Secondary Staging Tables

If data is required from another Staging table in the transform, define the table in the Secondary Staging Tables table, and how it joins to the primary (or other secondary).

  • Add Join Button. Click this button to specify details for the Secondary Staging Table. The Source Staging Table dialog appears.
    • Staging Table Name. Select the Secondary Staging table from the drop down.
    • Join On. Write an expression describing how the Secondary table joins to either the Primary Staging table, or other Secondary Staging tables. When referencing Staging columns in a T-SQL Expression, use the following convention Schema.Source_System_Abbrev_ Table_Name.Column_Name. Where the Schema for a staging table is ‘stg’ and for a persistent staging table is ‘psg’. The Join on Expression is used in a LEFT JOIN ON clause of the generated Source Query. The Generated Source query is generated as a LEFT JOIN to the Secondary Staging table. If you require a JOIN, then use a ‘Secondary Staging table key IS NOT NULL’ filter, to eliminate rows where there is no matching Secondary Staging table record.
    • Filter. In some cases, you may want to filter the data returned for the Secondary Staging table in the Transform process. Define the Filter, using an Expression. The filter is added to the Where clause of the generated Source query. When referencing Staging columns in a T-SQL Expression, use the following convention Source_System_Abbrev_ Table_Name.Column_Name. See the Expression Language section for details of how to refer to Staging and Warehouse tables and columns.
    • Tag Table. Define custom meta data for the Primary Staging table.

Match On

The Match On tab defines the columns of the Staging source tables that match to the business key(s) of the target Fact/Dimension for the purposes of identifying new and deleted source records. In the standard generated code, where a match is found, further comparison is made based on checksums, to determine if a change has been made to the target row.

There are 2 ways to define the match:

  1. Use the Match button below the bottom right of the table to automatically match Staging to Target Business key based on Name.
  2. Select the Match manually.
  • Staging Table. Select the Staging table that contains the Staging column.
  • Staging Column. Select the matching Staging Column.
  • … Button. Click the … button if it is necessary to define an expression on columns of the Staging source to match to the target business key. The expression language is T-SQL. When referencing Staging columns in a T-SQL Expression, use the following convention Schema.Source_System_Abbrev_ Table_Name.Column_Name. Where the Schema for a staging table is ‘stg’ and for a persistent staging table is ‘psg’. The expression should be written as if it were in the SELECT list of a T-SQL Query against the Staging database. E.g. Select expression FROM Staging table.
  • Filter By. In Rare cases, perhaps when you have defined multiple transforms on a Dimension, you may need to filter the Dimension table, to match the incoming Staging rows for that transformation. You can define the filter, by specifying a Where clause on the Dimension table. The Filter is a T-SQL expression written as if it were part of a Where clause e.g. SELECT * FROM Dimension WHERE Expression. Reference Dimension table columns by Name.

Transformation Tab

The transformation tab allows you to map Staging table columns to Attributes during the transformation.

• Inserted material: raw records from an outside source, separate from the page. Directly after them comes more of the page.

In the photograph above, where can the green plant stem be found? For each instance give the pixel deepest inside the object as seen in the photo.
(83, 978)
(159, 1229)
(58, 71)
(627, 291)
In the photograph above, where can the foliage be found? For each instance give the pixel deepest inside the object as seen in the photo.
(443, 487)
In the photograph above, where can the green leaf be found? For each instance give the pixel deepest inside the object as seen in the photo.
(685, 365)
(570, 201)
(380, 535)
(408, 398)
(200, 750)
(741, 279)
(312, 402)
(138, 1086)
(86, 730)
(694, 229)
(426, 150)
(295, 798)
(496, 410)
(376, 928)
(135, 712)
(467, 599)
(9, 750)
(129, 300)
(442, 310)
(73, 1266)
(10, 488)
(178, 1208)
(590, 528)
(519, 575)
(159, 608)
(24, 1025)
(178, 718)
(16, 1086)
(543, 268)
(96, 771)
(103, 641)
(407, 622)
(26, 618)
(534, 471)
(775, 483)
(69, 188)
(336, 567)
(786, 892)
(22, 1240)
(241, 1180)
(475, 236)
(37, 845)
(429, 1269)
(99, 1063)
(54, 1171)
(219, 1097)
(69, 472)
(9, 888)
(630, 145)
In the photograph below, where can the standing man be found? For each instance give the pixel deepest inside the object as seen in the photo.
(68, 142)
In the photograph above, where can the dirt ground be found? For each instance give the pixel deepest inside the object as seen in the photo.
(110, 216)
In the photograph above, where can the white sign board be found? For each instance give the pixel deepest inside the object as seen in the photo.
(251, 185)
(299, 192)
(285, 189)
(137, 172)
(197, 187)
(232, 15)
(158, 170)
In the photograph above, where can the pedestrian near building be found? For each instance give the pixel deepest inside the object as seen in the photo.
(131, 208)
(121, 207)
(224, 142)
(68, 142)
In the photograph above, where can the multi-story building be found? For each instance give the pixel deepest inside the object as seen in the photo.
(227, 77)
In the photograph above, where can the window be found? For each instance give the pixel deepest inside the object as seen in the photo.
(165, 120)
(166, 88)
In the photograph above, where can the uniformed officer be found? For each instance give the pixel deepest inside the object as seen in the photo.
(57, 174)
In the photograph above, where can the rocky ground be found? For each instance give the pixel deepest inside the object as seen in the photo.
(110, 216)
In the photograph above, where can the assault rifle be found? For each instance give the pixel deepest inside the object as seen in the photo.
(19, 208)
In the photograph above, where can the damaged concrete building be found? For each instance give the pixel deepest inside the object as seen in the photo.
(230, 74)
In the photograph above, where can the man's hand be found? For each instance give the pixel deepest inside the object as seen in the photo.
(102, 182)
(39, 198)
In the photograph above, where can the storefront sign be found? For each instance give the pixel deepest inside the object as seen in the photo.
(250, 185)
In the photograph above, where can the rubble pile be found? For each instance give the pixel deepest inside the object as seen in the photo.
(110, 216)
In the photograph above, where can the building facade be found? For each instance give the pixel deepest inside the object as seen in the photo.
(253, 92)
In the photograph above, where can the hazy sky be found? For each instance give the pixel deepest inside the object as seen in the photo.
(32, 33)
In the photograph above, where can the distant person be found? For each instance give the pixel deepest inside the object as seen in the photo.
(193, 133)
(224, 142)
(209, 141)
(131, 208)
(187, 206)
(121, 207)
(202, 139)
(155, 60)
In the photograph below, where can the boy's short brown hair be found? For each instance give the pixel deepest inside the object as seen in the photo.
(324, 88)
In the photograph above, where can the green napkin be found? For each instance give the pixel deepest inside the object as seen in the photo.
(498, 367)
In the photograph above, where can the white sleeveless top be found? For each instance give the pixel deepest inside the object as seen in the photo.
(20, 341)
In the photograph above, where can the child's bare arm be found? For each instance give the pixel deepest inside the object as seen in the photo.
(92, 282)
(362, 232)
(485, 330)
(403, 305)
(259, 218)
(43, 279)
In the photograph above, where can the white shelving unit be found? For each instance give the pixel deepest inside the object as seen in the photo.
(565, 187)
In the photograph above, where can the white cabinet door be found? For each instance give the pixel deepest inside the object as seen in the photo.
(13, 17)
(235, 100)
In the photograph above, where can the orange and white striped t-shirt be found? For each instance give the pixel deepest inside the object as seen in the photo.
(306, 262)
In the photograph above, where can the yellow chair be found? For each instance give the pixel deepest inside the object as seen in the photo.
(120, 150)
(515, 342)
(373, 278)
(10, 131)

There are 2 ways to define the mapping:

  1. Use the Auto Match link below the bottom right of the table to automatically match Staging to Target Attributes based on Name.
  2. Select the Mapping manually.
  • Double click a row or click Edit Mapping button to change the mapping for the column, define an expression mapping, and add a description to the mapping for documentation purposes. Click the button and the Transform Mapping dialog appears.
    • Staging Column Mapping. Select the Staging table and Staging Column mapping for the Target Attribute from the drop downs.
    • Write an expression for the mapping. Note the expression can only reference Staging columns. The expression language is T-SQL. When referencing Staging columns in a T-SQL Expression, use the following convention Schema.Source_System_Abbrev_ Table_Name.Column_Name. Where the Schema for a staging table is ‘stg’ and for a persistent staging table is ‘psg’. The expression should be written as if it were in the SELECT list of a T-SQL Query against the Staging database. E.g. SELECT expression FROM Staging_Table.
    • Transform Mapping Description. A description of the mapping for documentation purposes. Non Mandatory.
    • Transform Mapping Tags. Define custom meta Data for the mapping.

Advanced Tab

  • Transform Tags. Define custom Design/Meta Data for the Transform.
    Auto Generate Key. If the surrogate key for the Dimension is a ‘smart’ key (like 20100616 for a Calendar dimension), select false, and then specify the source Staging column that contains the ‘smart’ key. See the ‘Defining a Dimension with Smart Keys’ topic for more information.